After months of offering coffee service from a handful of select local vendors (like Stumptown, Blue Bottle and Intelligentsia), the "coffee, cocoa and oranges" themed weekend brought together coffee pushers from around the region to cup, teach, and brew.
From New Jersey's Small World Coffee to the LES' Dora, from San Francisco and Williamsburg's Blue Bottle to Bed Stuy's Kitten Coffee, pourover bars nestled up next to chocolate bars and lobster rolls, baristas answering questions and serving warm rainy-day drinks while boiling water from extension-corded kettles and burners. Workshops—like a cupping with Counter Culture and a Q&A with Crop to Cup—took place a block away, to give coffee geeks a chance to talk and learn between milling twitchily from stall to stall.
Julie Yeung, who coordinated the coffee vendors for the New Amsterdam Market, said the idea was conceived in part because of the abundance of great coffee purveyors now located in the region.
"We were having a dilemma of choosing a particular coffee vendor for the market," said Yeung. "So by having the coffee market and inviting over a dozen coffee companies, that exposed us to all kinds of different things these companies are doing... it really showcased the diversity of a different range of tiers of coffee people out there."

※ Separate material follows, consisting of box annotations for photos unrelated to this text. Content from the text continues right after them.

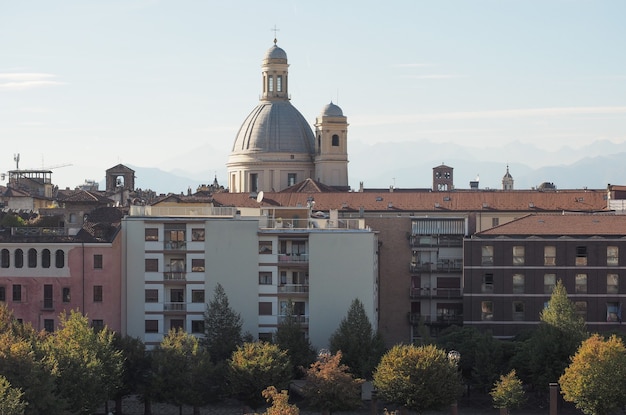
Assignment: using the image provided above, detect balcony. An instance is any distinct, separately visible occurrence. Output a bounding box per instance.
[278,254,309,264]
[278,284,309,294]
[410,288,461,299]
[163,272,187,281]
[163,241,187,251]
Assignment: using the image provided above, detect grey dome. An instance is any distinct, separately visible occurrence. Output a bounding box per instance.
[233,101,315,155]
[265,45,287,61]
[322,101,343,117]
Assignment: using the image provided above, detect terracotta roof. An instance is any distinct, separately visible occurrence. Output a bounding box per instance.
[476,213,626,237]
[213,190,607,212]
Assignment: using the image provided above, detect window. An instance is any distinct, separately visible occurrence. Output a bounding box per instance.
[287,173,298,186]
[28,248,37,268]
[606,274,619,294]
[259,241,272,254]
[543,246,556,265]
[513,301,524,321]
[259,302,272,316]
[93,254,102,269]
[146,320,159,333]
[145,289,159,303]
[15,249,24,268]
[259,272,272,285]
[606,246,619,266]
[145,258,159,272]
[480,301,493,321]
[543,274,556,294]
[43,318,54,333]
[191,320,204,333]
[93,285,102,303]
[482,274,493,293]
[574,301,587,320]
[54,249,65,268]
[575,274,587,294]
[91,320,104,331]
[191,258,204,272]
[43,284,53,310]
[145,228,159,241]
[13,284,22,303]
[61,287,71,303]
[513,245,525,265]
[513,274,525,294]
[250,173,259,192]
[41,249,50,268]
[191,290,204,303]
[481,245,493,265]
[191,228,204,242]
[576,246,587,266]
[606,303,622,323]
[1,249,11,268]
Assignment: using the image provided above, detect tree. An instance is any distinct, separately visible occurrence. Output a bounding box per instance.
[374,345,463,413]
[154,329,213,414]
[329,298,385,378]
[45,311,122,413]
[489,370,526,414]
[0,375,27,415]
[204,284,243,363]
[228,342,292,408]
[274,300,315,378]
[559,334,626,415]
[263,386,300,415]
[303,352,364,413]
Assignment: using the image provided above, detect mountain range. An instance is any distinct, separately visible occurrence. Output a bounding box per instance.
[113,140,626,193]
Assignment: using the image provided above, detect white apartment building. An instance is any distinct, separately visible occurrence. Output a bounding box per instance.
[122,206,378,349]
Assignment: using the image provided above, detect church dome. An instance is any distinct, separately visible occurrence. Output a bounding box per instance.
[233,101,315,155]
[321,101,343,117]
[265,45,287,61]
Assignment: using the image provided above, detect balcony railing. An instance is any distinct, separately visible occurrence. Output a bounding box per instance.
[163,241,187,251]
[278,254,309,263]
[278,284,309,294]
[410,288,461,298]
[163,303,187,311]
[163,272,187,281]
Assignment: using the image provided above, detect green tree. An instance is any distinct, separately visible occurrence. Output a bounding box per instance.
[374,345,463,413]
[559,334,626,415]
[204,284,243,363]
[274,300,315,378]
[303,352,364,413]
[45,311,122,414]
[489,370,526,413]
[153,329,213,414]
[0,375,27,415]
[228,342,292,408]
[329,298,385,378]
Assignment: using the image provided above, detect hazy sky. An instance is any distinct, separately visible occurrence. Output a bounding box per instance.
[0,0,626,187]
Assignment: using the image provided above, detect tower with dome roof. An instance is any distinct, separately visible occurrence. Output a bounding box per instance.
[226,39,348,193]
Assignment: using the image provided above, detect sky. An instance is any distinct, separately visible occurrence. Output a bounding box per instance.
[0,0,626,192]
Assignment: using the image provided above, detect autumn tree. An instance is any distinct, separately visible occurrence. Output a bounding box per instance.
[274,300,315,378]
[329,298,385,378]
[227,342,292,408]
[0,375,27,415]
[559,334,626,415]
[303,352,364,413]
[204,283,243,363]
[374,345,463,413]
[489,370,526,414]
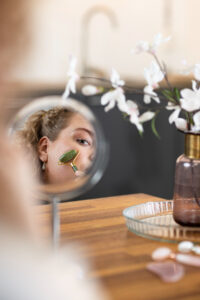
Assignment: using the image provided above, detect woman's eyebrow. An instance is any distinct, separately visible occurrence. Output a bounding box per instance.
[74,127,94,138]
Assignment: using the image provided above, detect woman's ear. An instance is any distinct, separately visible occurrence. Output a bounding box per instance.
[38,136,49,163]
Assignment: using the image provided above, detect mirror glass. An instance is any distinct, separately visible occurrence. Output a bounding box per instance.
[9,96,108,200]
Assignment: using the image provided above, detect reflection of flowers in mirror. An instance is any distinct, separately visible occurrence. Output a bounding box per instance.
[63,33,200,136]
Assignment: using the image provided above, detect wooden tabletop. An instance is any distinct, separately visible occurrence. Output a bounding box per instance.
[38,194,200,300]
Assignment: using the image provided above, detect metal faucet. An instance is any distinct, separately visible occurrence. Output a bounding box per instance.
[81,5,118,75]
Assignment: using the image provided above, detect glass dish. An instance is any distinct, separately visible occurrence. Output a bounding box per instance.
[123,200,200,243]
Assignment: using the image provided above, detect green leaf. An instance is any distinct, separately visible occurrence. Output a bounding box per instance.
[162,89,174,98]
[162,90,176,103]
[151,116,160,140]
[59,150,77,163]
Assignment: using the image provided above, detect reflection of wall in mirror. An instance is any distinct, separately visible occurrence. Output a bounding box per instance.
[12,0,200,84]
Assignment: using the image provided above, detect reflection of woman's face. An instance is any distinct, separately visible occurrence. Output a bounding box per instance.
[45,113,95,183]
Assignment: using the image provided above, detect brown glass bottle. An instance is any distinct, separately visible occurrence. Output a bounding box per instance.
[173,133,200,227]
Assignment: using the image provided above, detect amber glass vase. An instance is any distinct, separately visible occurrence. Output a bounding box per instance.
[173,133,200,227]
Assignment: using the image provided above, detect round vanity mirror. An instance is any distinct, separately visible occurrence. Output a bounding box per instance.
[10,96,108,201]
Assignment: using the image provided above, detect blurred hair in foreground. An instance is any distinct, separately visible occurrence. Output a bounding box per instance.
[0,0,108,300]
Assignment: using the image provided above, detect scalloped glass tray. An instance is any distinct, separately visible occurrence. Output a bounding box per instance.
[123,200,200,243]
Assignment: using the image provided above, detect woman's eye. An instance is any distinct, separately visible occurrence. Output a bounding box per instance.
[76,139,89,146]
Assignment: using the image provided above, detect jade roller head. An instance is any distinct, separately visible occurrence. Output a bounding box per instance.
[58,150,79,172]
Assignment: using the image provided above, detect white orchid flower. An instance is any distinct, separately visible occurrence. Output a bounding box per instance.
[81,84,100,96]
[131,33,171,54]
[166,102,181,124]
[139,111,155,123]
[175,118,187,131]
[193,64,200,81]
[180,83,200,112]
[143,61,164,104]
[143,85,160,104]
[123,100,144,132]
[144,61,164,89]
[62,55,79,99]
[180,59,200,81]
[101,87,127,112]
[110,69,125,88]
[192,111,200,132]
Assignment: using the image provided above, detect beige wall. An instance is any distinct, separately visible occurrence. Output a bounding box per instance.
[14,0,200,84]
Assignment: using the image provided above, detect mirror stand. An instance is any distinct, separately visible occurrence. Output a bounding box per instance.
[51,196,60,250]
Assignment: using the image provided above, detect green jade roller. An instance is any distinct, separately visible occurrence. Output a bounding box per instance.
[58,150,79,173]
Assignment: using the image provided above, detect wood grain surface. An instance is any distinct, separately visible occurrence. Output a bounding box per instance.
[36,194,200,300]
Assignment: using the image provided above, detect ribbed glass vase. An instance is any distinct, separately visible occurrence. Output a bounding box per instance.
[173,133,200,227]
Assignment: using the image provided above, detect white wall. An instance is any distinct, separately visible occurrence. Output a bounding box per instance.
[12,0,200,84]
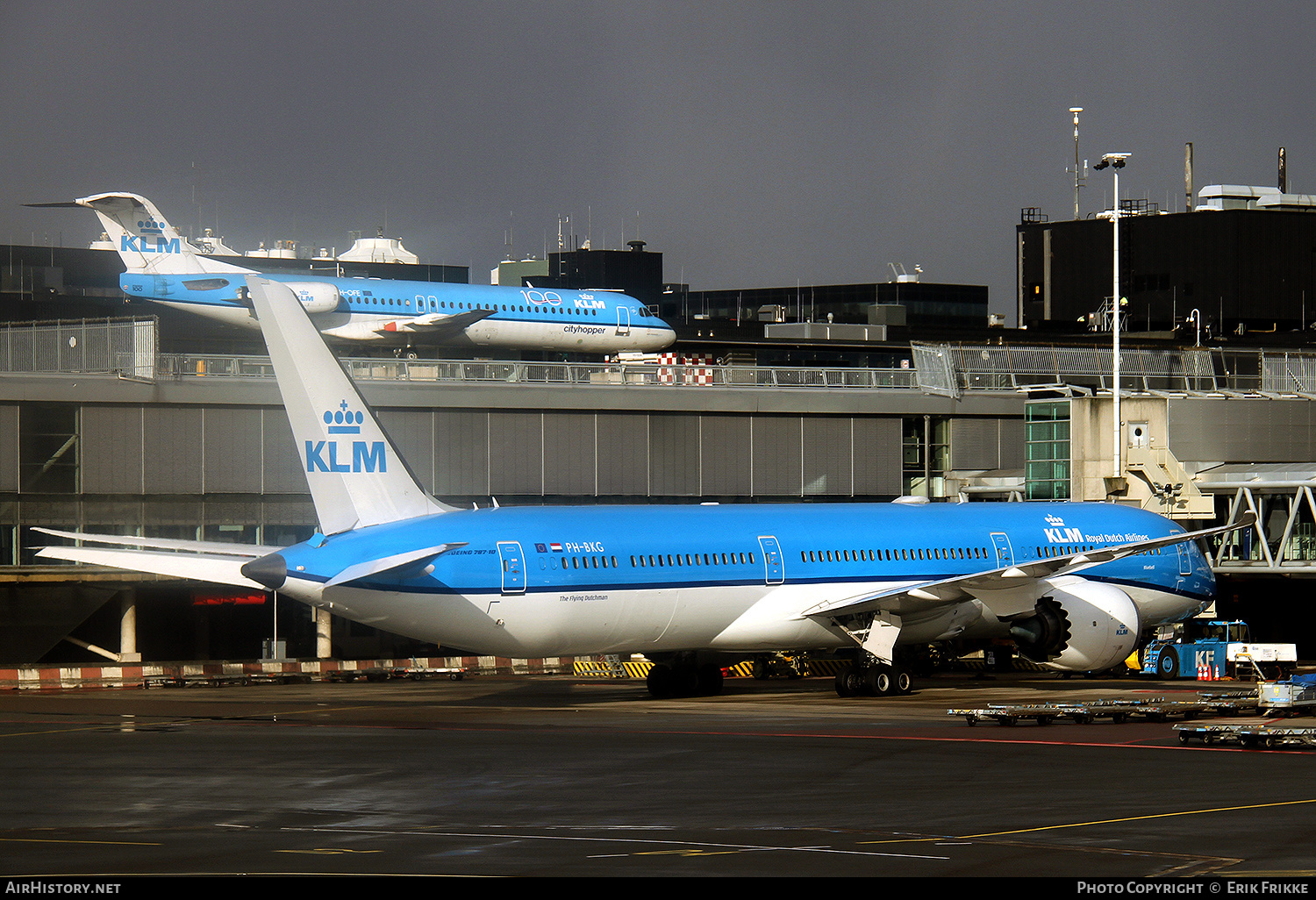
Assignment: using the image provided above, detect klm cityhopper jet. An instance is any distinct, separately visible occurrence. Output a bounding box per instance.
[29,194,676,353]
[28,275,1249,696]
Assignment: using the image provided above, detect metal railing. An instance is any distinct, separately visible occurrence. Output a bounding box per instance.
[160,354,919,389]
[911,342,1219,396]
[0,318,158,379]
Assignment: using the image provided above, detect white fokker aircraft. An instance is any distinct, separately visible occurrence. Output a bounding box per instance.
[28,194,676,353]
[39,276,1248,696]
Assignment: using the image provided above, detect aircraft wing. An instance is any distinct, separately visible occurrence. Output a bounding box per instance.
[803,512,1257,618]
[375,310,494,339]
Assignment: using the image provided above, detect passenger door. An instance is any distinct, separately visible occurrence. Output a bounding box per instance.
[758,534,786,584]
[497,541,526,596]
[991,532,1015,568]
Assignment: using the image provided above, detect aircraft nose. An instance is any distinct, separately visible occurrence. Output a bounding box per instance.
[240,553,289,591]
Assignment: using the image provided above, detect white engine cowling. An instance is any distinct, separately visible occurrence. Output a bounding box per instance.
[284,282,342,313]
[1010,579,1142,673]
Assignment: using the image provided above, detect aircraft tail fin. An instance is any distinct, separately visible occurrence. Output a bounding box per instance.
[247,275,452,534]
[64,192,253,275]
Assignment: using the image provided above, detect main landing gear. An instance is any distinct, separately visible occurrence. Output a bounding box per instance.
[836,660,913,697]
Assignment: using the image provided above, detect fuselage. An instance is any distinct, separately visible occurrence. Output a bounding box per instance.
[120,273,676,353]
[267,503,1215,657]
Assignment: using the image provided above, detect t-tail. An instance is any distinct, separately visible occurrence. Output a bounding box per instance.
[247,275,452,534]
[28,192,254,275]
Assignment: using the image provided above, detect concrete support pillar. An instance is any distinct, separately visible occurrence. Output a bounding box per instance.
[311,607,333,660]
[118,589,142,662]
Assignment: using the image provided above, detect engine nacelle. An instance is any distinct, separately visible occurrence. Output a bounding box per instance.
[283,282,342,313]
[1010,579,1142,673]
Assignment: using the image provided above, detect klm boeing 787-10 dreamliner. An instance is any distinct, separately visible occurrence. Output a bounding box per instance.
[28,194,676,354]
[28,276,1248,696]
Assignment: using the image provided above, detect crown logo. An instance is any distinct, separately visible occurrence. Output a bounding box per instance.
[324,400,366,434]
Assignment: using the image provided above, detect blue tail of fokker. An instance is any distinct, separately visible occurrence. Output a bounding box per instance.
[47,192,254,275]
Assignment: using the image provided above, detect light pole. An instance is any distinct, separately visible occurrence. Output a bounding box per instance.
[1092,153,1134,492]
[1070,107,1084,218]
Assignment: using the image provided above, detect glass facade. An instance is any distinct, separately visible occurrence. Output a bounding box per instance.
[900,416,950,499]
[1024,400,1073,500]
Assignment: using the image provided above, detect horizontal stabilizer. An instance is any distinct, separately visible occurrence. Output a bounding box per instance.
[325,541,468,589]
[32,528,282,557]
[805,512,1257,618]
[37,547,265,591]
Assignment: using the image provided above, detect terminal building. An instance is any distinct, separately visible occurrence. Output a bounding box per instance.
[0,184,1316,662]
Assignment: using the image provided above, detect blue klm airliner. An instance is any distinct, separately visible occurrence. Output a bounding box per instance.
[29,194,676,353]
[28,276,1248,696]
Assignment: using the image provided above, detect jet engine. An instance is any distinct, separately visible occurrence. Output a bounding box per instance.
[1010,579,1142,673]
[283,282,342,313]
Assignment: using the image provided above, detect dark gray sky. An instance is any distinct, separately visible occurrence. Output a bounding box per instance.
[0,0,1316,319]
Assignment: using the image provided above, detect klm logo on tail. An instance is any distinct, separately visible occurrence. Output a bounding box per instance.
[305,400,389,473]
[118,234,183,254]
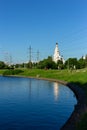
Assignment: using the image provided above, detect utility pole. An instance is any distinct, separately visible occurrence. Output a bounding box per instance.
[29,46,32,68]
[37,51,40,63]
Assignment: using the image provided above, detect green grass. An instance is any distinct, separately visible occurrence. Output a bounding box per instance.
[0,68,87,130]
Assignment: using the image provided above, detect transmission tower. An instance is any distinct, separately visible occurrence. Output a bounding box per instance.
[37,51,40,63]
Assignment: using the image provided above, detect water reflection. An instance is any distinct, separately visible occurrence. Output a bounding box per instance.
[54,82,59,101]
[0,77,76,130]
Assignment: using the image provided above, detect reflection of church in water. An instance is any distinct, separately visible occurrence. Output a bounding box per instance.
[53,43,64,63]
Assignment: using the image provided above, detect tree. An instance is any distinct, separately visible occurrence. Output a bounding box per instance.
[37,56,57,69]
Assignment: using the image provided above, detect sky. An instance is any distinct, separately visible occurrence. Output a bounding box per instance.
[0,0,87,63]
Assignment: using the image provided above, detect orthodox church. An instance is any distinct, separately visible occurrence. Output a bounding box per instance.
[53,43,64,63]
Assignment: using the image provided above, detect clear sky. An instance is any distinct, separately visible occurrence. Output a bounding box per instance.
[0,0,87,62]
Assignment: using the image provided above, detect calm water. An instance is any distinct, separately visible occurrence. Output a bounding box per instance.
[0,77,77,130]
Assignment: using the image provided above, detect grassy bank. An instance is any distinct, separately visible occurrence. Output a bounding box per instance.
[0,68,87,130]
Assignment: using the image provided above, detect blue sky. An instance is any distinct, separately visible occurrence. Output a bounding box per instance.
[0,0,87,62]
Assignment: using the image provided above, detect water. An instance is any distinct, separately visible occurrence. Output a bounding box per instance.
[0,77,77,130]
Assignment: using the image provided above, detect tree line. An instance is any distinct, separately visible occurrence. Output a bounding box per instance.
[0,56,87,69]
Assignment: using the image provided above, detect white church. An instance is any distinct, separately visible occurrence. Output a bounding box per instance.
[53,43,65,63]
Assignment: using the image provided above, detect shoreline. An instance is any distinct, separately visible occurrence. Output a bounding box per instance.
[0,75,87,130]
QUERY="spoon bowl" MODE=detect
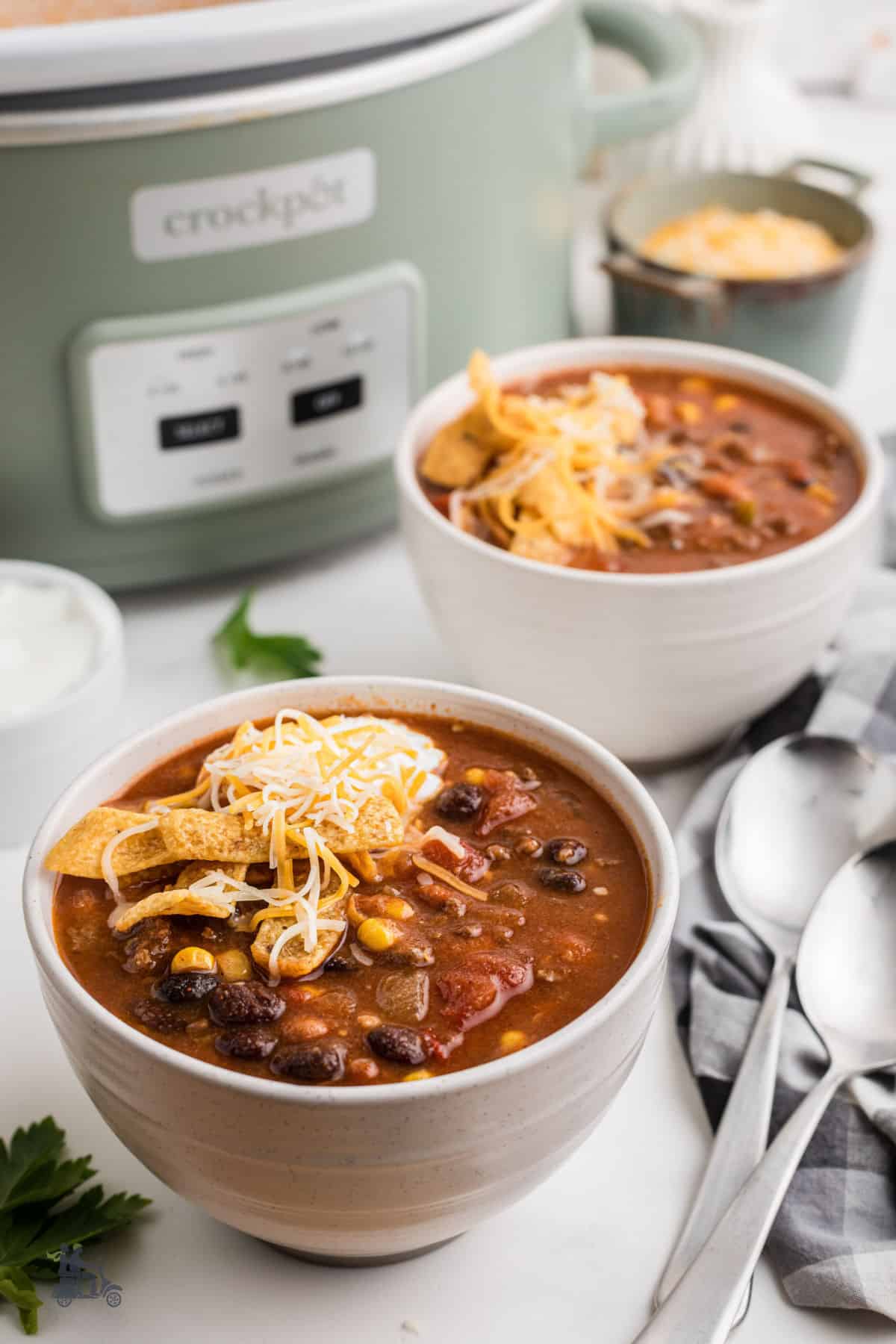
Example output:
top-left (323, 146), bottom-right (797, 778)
top-left (715, 732), bottom-right (896, 959)
top-left (637, 841), bottom-right (896, 1344)
top-left (797, 840), bottom-right (896, 1072)
top-left (656, 732), bottom-right (896, 1324)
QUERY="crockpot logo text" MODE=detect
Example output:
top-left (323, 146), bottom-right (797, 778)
top-left (131, 149), bottom-right (376, 261)
top-left (163, 176), bottom-right (348, 238)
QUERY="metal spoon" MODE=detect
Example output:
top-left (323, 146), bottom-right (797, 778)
top-left (654, 734), bottom-right (896, 1324)
top-left (635, 841), bottom-right (896, 1344)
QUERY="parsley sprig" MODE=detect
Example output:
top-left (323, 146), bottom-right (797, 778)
top-left (0, 1116), bottom-right (150, 1334)
top-left (214, 588), bottom-right (323, 680)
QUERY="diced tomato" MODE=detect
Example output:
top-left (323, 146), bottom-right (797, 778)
top-left (422, 836), bottom-right (489, 884)
top-left (435, 951), bottom-right (533, 1031)
top-left (435, 966), bottom-right (498, 1031)
top-left (476, 770), bottom-right (538, 836)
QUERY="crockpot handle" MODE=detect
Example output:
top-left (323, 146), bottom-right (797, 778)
top-left (600, 252), bottom-right (726, 308)
top-left (582, 0), bottom-right (703, 145)
top-left (780, 158), bottom-right (874, 200)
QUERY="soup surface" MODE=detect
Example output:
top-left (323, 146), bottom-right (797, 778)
top-left (418, 355), bottom-right (862, 573)
top-left (49, 711), bottom-right (650, 1086)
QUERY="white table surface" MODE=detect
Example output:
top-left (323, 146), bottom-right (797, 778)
top-left (0, 534), bottom-right (893, 1344)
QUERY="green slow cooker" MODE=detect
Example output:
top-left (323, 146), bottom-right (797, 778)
top-left (0, 0), bottom-right (700, 588)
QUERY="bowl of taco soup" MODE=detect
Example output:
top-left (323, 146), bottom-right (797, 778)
top-left (24, 677), bottom-right (677, 1263)
top-left (396, 337), bottom-right (884, 762)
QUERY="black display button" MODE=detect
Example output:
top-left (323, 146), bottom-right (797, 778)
top-left (158, 406), bottom-right (239, 449)
top-left (293, 378), bottom-right (364, 425)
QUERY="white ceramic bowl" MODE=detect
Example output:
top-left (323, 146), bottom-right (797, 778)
top-left (0, 561), bottom-right (125, 848)
top-left (24, 677), bottom-right (679, 1262)
top-left (396, 337), bottom-right (884, 763)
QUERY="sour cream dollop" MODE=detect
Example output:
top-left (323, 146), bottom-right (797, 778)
top-left (0, 581), bottom-right (97, 718)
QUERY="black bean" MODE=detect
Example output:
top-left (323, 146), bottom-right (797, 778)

Marketgoers' response to the specialty fair was very positive, said Yeung, who noted that the event's uniqueness helped take coffee exploration far beyond the cafe environment and into the hands of the curious.
James Freeman, whose Blue Bottle Coffee Co. is no stranger to specialty food markets and is a mainstay of San Francisco's Ferry Building Marketplace, was encouraged by the emergence of such a market in the roaster's newly landed New York City. In fact, standing under a highway making coffee on a little stand in the rain is Blue Bottle's idea of a good time.
"As a company we highly value making good coffee outside under difficult conditions and being part of a community of makers of food. So we figured out how to MacGyver a marine battery/inverter setup so we could grind coffee a la minute rather than use preground coffee," said Freeman.
And as they left happily clutching their paper cups, Yeung—and the vendors at the end of the day—saw the market experiment as a success...if a little grey and rainy.
"I guess we brought a little bit of Seattle to New York with the weather as well as the coffee market," laughed Yeung.